Saya spontan berkata, “Kok susah sekali fokus?” Nada saya mulai meninggi. Ia menunduk. Saat itulah saya sadar, mungkin yang perlu berubah bukan hanya anak saya—tetapi cara saya memahaminya.
Banyak orang tua pernah berada di situasi yang sama. Anak terlihat mudah terdistraksi, sulit menyelesaikan tugas, atau cepat bosan. Kita sering menyimpulkan bahwa anak malas atau tidak disiplin. Padahal, di balik sulitnya fokus, ada banyak faktor yang perlu dipahami lebih dalam.
Fokus Bukan Sekadar Duduk Diam
Saya dulu berpikir fokus berarti anak duduk tenang dan mengerjakan sesuatu tanpa gangguan. Namun seiring waktu, saya belajar bahwa fokus adalah kemampuan kompleks yang melibatkan:
- Kematangan otak
- Regulasi emosi
- Kondisi fisik
- Lingkungan sekitar
- Pola asuh
Anak bukan miniatur orang dewasa. Rentang perhatian mereka memang lebih pendek. Anak usia dini, misalnya, secara alami hanya mampu berkonsentrasi beberapa menit sesuai usianya. Ketika ekspektasi kita terlalu tinggi, anak justru merasa tertekan.
Penyebab Anak Sulit Fokus
1. Kurang Tidur
Saya teringat hari-hari ketika anak tidur lebih larut dari biasanya. Keesokan harinya, ia lebih rewel dan sulit diarahkan. Kurang tidur memengaruhi fungsi otak, daya ingat, dan kestabilan emosi. Anak yang lelah sulit memproses informasi dengan baik.
Solusi praktis:
- Tetapkan jam tidur konsisten
- Kurangi paparan layar sebelum tidur
- Ciptakan rutinitas malam yang menenangkan
Tidur cukup adalah fondasi fokus yang sering terabaikan.

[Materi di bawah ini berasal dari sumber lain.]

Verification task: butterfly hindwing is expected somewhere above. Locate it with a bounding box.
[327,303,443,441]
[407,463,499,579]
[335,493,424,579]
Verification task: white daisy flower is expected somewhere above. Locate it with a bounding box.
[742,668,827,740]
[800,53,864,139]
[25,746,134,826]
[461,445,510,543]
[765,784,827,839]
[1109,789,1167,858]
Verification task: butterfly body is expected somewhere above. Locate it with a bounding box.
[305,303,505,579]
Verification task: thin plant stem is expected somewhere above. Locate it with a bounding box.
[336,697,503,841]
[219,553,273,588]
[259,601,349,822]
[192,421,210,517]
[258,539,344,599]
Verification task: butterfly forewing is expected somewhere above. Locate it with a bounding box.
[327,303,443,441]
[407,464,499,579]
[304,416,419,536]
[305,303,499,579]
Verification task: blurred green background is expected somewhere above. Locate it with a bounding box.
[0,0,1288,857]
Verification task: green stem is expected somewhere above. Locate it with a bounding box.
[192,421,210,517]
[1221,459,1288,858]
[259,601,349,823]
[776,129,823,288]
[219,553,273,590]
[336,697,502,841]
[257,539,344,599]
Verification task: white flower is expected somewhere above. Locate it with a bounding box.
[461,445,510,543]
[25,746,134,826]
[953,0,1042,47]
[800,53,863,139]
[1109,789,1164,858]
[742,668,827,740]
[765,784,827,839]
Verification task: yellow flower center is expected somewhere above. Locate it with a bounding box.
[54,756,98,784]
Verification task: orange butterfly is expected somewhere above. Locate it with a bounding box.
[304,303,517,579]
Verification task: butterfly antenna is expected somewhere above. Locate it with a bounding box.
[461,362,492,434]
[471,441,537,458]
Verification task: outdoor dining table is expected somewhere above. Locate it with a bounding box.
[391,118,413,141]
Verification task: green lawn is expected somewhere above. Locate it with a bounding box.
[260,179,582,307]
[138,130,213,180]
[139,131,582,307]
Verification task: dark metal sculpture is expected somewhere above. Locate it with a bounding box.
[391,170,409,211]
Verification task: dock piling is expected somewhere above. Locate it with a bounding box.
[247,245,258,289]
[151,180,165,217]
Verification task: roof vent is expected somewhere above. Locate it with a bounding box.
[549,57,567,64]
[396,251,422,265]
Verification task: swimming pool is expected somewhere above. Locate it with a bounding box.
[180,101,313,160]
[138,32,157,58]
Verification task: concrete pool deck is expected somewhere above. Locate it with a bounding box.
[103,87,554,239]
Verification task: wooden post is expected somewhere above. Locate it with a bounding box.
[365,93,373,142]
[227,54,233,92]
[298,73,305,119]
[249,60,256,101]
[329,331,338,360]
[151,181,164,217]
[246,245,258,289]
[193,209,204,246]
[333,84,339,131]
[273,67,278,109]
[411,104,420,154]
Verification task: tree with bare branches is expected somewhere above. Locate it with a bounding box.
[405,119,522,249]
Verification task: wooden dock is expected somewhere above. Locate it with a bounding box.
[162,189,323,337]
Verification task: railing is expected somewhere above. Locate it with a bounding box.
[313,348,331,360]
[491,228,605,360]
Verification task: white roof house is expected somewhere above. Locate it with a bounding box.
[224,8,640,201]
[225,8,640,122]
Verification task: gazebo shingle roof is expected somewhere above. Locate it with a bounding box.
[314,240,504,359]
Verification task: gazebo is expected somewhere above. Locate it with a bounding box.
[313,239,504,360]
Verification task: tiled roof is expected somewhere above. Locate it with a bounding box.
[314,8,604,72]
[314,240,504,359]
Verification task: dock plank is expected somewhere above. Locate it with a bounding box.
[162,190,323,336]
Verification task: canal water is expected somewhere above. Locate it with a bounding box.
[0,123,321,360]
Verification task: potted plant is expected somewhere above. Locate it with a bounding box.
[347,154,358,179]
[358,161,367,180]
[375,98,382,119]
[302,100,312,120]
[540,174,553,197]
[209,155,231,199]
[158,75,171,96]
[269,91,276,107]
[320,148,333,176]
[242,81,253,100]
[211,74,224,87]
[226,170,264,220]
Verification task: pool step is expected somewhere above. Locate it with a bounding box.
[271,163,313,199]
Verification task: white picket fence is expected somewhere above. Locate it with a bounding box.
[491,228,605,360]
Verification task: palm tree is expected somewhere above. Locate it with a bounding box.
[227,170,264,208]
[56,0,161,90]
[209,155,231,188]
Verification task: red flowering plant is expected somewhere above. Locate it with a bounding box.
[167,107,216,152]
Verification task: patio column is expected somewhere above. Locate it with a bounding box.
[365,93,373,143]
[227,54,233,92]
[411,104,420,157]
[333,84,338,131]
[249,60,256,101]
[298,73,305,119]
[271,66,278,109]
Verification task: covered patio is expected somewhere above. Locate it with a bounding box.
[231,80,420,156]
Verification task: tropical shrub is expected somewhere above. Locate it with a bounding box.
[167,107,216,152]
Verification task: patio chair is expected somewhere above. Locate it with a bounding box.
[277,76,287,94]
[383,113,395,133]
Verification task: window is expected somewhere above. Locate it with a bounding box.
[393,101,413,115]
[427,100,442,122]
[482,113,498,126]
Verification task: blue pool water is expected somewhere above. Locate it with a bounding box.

2. Terlalu Banyak Distraksi
Rumah modern penuh rangsangan: televisi menyala, notifikasi gawai berbunyi, suara lalu lalang. Saya pernah meminta anak belajar sambil televisi tetap hidup. Hasilnya bisa ditebak.
Solusi praktis:
- Siapkan sudut belajar yang tenang
- Jauhkan gawai saat waktu belajar
- Rapikan meja agar tidak terlalu ramai
Lingkungan sederhana membantu otak anak bekerja lebih efektif.
3. Terlalu Lama Duduk Tanpa Jeda
Anak secara alami aktif bergerak. Meminta mereka duduk lama tanpa istirahat sama seperti meminta ikan memanjat pohon.
Solusi praktis:
- Terapkan metode belajar singkat (15–25 menit)
- Beri jeda untuk bergerak atau minum
- Gunakan timer agar anak tahu kapan waktu istirahat
Saya melihat perubahan besar ketika belajar dibagi menjadi sesi kecil.
4. Beban Emosi yang Tidak Tersampaikan
Suatu hari anak saya sulit fokus. Setelah saya ajak bicara, ternyata ia sedang bertengkar dengan temannya. Ternyata bukan soal pelajaran—tetapi soal perasaan.
Anak yang cemas, sedih, atau marah akan kesulitan berkonsentrasi.
Solusi praktis:
- Tanyakan perasaan anak sebelum belajar
- Dengarkan tanpa menghakimi
- Beri waktu anak menenangkan diri
Fokus tumbuh dari hati yang tenang.
5. Pola Makan Kurang Seimbang
Saya pernah melewatkan camilan sehat sebelum anak belajar. Ia cepat lelah dan mudah terganggu. Otak membutuhkan energi stabil untuk bekerja.
Solusi praktis:
- Sediakan camilan sehat sebelum belajar
- Pastikan anak cukup minum air
- Hindari gula berlebihan yang memicu lonjakan energi sesaat
- Energi yang stabil membantu konsentrasi lebih lama.
6. Gaya Belajar Tidak Sesuai
Tidak semua anak belajar dengan cara yang sama. Ada yang visual, auditori, atau kinestetik. Saya dulu memaksa anak membaca terus, padahal ia lebih mudah memahami lewat gambar dan praktik langsung.
Solusi praktis:
- Gunakan variasi metode belajar
- Libatkan gambar, permainan, atau gerakan
- Biarkan anak mencoba cara yang membuatnya nyaman
Belajar yang sesuai gaya anak terasa lebih ringan dan menyenangkan.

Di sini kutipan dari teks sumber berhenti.